Search code examples
pythondjangomultiprocessingceleryconcurrent.futures

Celery vs. ProcessPoolExecutor / ThreadPoolExecutor


I am creating a django webserver that allows the user to run some "executables" on a local machine and to analyse their output through a webpage.

I have previously used a Celery tasks queue in order to run "executables" in similar situations. However, after reading up on Python concurrent.futures, I am beginning to wonder if I should use ThreadPoolExecutor, or ProcessPoolExecutor (or ThreadPoolExecutor inside a ProcessPoolExecutor :D) instead?

Googling I could only find one relevant question comparing Celery to Tornado, and it steered to using Tornado alone.

So should I use Celery or a PoolExecutor for my simple webserver, and why?


Solution

  • You need to use celery if:

    1. You want to scale easily and independently from your webserver
    2. You want a way to monitor your task and retry them if they fail
    3. You want to create more advanced task execution patterns (ex. chain them)

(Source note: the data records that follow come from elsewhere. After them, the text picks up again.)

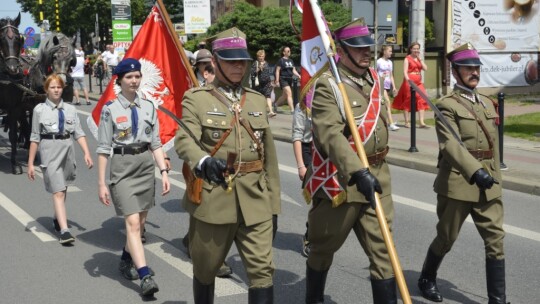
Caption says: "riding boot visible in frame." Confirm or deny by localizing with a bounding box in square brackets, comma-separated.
[193, 277, 214, 304]
[371, 278, 397, 304]
[306, 263, 328, 304]
[486, 258, 506, 304]
[248, 286, 274, 304]
[418, 249, 443, 302]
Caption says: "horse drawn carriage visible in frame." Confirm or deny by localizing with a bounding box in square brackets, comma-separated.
[0, 14, 76, 174]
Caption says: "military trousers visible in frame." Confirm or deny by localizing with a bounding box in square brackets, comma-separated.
[189, 212, 275, 288]
[430, 193, 504, 260]
[307, 195, 394, 280]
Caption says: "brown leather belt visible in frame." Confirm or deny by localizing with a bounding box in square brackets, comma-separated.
[40, 133, 71, 139]
[469, 150, 493, 160]
[367, 146, 390, 166]
[113, 144, 148, 155]
[234, 160, 263, 174]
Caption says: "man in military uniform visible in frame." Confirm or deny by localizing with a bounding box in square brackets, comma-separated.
[304, 18, 397, 303]
[175, 28, 281, 303]
[418, 43, 506, 304]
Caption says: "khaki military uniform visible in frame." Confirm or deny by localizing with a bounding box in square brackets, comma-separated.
[30, 99, 86, 193]
[175, 80, 281, 288]
[430, 87, 504, 259]
[307, 65, 394, 280]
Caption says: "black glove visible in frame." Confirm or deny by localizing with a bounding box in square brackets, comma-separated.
[201, 157, 227, 188]
[349, 168, 382, 210]
[472, 169, 499, 190]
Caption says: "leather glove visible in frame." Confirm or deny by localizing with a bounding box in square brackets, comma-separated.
[472, 169, 499, 190]
[349, 168, 382, 210]
[201, 157, 227, 188]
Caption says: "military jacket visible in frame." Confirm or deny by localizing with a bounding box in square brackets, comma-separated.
[30, 99, 85, 142]
[175, 80, 281, 226]
[433, 87, 502, 202]
[96, 94, 161, 154]
[308, 65, 391, 203]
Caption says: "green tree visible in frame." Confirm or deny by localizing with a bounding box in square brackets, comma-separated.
[186, 1, 351, 62]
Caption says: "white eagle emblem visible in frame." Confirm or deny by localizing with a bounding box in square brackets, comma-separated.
[114, 58, 169, 109]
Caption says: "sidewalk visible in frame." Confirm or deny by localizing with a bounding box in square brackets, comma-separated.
[81, 75, 540, 195]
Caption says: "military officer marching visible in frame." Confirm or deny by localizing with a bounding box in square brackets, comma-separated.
[418, 43, 506, 304]
[305, 18, 397, 303]
[175, 28, 280, 303]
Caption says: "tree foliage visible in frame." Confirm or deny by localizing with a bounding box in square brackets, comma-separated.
[186, 1, 351, 62]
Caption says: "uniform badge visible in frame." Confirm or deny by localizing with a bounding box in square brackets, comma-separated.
[212, 131, 221, 139]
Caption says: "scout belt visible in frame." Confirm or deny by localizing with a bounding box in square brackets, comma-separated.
[113, 144, 148, 155]
[40, 133, 71, 139]
[469, 150, 493, 160]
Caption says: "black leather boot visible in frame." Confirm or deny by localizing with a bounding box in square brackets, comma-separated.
[486, 258, 506, 304]
[418, 249, 443, 302]
[306, 263, 328, 304]
[193, 277, 214, 304]
[248, 286, 274, 304]
[371, 278, 397, 304]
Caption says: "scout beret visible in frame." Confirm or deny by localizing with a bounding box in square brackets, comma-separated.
[334, 18, 375, 47]
[208, 27, 253, 60]
[446, 42, 482, 66]
[113, 58, 141, 75]
[195, 49, 212, 63]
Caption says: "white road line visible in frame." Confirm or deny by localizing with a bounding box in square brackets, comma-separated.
[144, 242, 247, 297]
[392, 194, 540, 242]
[0, 192, 57, 242]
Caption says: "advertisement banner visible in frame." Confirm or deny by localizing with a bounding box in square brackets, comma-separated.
[184, 0, 211, 34]
[446, 0, 540, 87]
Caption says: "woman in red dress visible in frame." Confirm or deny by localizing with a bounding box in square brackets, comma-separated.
[392, 42, 429, 128]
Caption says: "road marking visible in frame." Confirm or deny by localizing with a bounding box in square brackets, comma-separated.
[392, 194, 540, 242]
[0, 192, 57, 242]
[144, 242, 247, 297]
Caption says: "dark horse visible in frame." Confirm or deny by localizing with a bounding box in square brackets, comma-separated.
[0, 14, 30, 174]
[28, 33, 77, 102]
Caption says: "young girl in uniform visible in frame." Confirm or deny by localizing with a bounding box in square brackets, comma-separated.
[97, 58, 170, 296]
[28, 74, 93, 245]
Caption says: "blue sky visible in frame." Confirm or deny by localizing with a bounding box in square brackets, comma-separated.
[0, 0, 39, 34]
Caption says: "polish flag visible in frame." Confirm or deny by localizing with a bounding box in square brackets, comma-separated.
[88, 5, 194, 151]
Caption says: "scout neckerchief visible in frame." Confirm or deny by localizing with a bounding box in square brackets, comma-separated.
[303, 68, 381, 207]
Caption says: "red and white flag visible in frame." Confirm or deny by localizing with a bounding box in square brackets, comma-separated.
[291, 0, 331, 108]
[88, 6, 193, 150]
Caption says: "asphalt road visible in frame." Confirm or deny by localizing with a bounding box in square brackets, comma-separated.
[0, 106, 540, 304]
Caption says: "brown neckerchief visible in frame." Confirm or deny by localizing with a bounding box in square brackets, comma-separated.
[209, 89, 263, 160]
[452, 95, 493, 151]
[340, 71, 388, 128]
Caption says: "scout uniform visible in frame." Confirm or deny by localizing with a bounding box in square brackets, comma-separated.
[304, 19, 396, 303]
[30, 99, 86, 193]
[175, 28, 281, 303]
[418, 43, 506, 303]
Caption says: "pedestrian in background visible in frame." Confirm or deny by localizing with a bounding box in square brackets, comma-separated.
[28, 74, 93, 245]
[392, 42, 429, 128]
[274, 46, 300, 114]
[377, 45, 399, 131]
[97, 58, 170, 296]
[304, 18, 397, 304]
[251, 50, 276, 118]
[418, 43, 506, 304]
[71, 47, 90, 105]
[174, 28, 281, 303]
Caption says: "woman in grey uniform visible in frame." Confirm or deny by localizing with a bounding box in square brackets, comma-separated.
[28, 74, 93, 245]
[97, 58, 170, 296]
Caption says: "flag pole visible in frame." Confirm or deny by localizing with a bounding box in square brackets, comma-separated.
[156, 0, 199, 87]
[309, 0, 412, 304]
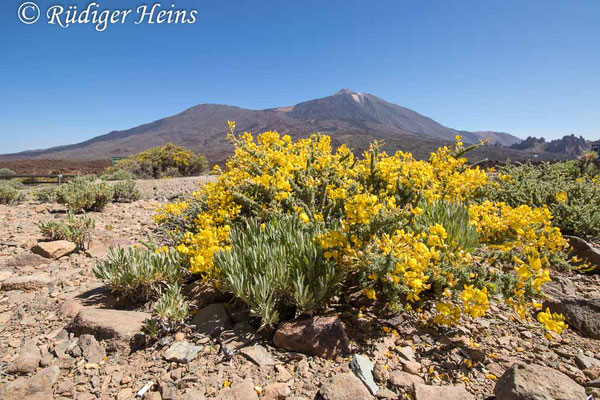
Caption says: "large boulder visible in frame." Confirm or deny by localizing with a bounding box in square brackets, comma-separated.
[564, 235, 600, 267]
[79, 335, 106, 363]
[191, 303, 232, 336]
[6, 340, 42, 374]
[31, 240, 77, 259]
[2, 274, 52, 292]
[543, 277, 600, 339]
[494, 363, 587, 400]
[319, 372, 373, 400]
[183, 279, 232, 310]
[0, 365, 60, 400]
[68, 307, 151, 346]
[273, 316, 350, 358]
[414, 383, 475, 400]
[6, 252, 49, 268]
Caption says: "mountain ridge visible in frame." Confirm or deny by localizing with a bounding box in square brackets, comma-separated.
[0, 89, 536, 163]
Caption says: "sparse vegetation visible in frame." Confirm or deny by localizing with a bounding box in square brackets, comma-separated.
[215, 217, 343, 326]
[112, 179, 142, 203]
[0, 182, 27, 205]
[105, 143, 208, 179]
[0, 168, 16, 175]
[100, 169, 135, 181]
[155, 123, 566, 332]
[484, 158, 600, 237]
[93, 247, 186, 301]
[54, 176, 114, 213]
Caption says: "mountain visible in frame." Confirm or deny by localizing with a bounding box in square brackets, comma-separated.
[510, 135, 591, 157]
[0, 89, 544, 163]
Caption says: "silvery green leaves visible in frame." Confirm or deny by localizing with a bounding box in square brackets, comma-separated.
[214, 217, 342, 327]
[93, 248, 186, 301]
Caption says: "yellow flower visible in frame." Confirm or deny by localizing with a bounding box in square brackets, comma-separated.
[537, 308, 569, 335]
[554, 191, 567, 203]
[363, 288, 377, 300]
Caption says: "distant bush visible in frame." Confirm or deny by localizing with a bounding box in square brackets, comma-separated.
[100, 169, 135, 181]
[215, 217, 341, 326]
[105, 143, 208, 179]
[0, 182, 26, 204]
[112, 179, 142, 203]
[38, 212, 95, 250]
[32, 187, 57, 203]
[0, 168, 16, 175]
[93, 248, 186, 301]
[484, 160, 600, 237]
[55, 177, 114, 212]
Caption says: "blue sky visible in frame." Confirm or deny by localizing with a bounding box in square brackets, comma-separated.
[0, 0, 600, 153]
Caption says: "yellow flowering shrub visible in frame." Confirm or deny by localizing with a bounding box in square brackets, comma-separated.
[155, 122, 565, 334]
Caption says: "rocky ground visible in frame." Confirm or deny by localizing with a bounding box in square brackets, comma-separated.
[0, 178, 600, 400]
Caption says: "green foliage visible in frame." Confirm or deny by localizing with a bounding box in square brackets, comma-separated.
[144, 283, 190, 339]
[32, 187, 58, 203]
[484, 161, 600, 237]
[0, 182, 26, 205]
[93, 248, 186, 301]
[100, 169, 135, 181]
[105, 143, 208, 179]
[112, 179, 142, 203]
[38, 212, 95, 250]
[0, 168, 16, 175]
[214, 217, 342, 327]
[418, 201, 479, 252]
[55, 177, 113, 212]
[152, 283, 190, 324]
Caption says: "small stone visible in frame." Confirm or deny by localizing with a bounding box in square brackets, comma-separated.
[216, 379, 258, 400]
[240, 344, 275, 367]
[6, 340, 42, 374]
[69, 307, 151, 340]
[319, 372, 373, 400]
[6, 252, 49, 269]
[373, 361, 390, 386]
[2, 275, 52, 292]
[144, 392, 163, 400]
[261, 383, 292, 400]
[79, 335, 106, 363]
[117, 388, 133, 400]
[273, 316, 350, 358]
[398, 346, 416, 361]
[350, 354, 379, 394]
[181, 389, 206, 400]
[414, 383, 475, 400]
[377, 388, 398, 400]
[575, 354, 600, 369]
[31, 240, 77, 259]
[0, 365, 60, 400]
[494, 363, 586, 400]
[402, 361, 421, 375]
[275, 365, 293, 382]
[175, 332, 185, 342]
[191, 303, 232, 336]
[165, 342, 203, 363]
[389, 371, 425, 389]
[160, 383, 178, 400]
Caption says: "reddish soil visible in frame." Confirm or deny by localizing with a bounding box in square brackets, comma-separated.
[0, 159, 111, 175]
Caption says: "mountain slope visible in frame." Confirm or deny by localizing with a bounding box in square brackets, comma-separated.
[0, 89, 520, 163]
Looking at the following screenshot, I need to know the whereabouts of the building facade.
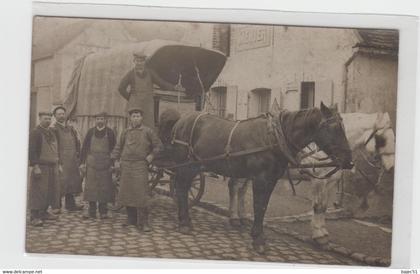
[208,25,398,128]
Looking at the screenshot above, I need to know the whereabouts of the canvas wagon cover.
[64,40,226,117]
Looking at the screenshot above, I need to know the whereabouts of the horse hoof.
[178,226,192,235]
[313,235,330,247]
[254,244,266,255]
[229,219,242,228]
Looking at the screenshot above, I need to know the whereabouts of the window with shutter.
[210,87,227,117]
[300,82,315,109]
[213,24,230,56]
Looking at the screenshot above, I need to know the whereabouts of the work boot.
[51,208,61,215]
[123,206,138,227]
[64,194,83,212]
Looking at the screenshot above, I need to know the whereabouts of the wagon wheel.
[170,172,206,208]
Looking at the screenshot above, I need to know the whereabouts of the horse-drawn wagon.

    In addition to this is a very mature library with side projects that helps you also on UI presentation side, have a look at Jobtastic.

    If you don't need any of the listed point and you just need to execute this task without caring to much about status and without particular needs of scalability than just keep it simple.

    About using ThreadPoolExecutor or ProcessPoolExecutor just keep in mind that the second will be able to receive and return only pickable objects and that the first will spawn child thread attached to your main process (probably your webserver if you are not using it inside another detached process) so the approach of mix them can make sense depending on the details of your implementation.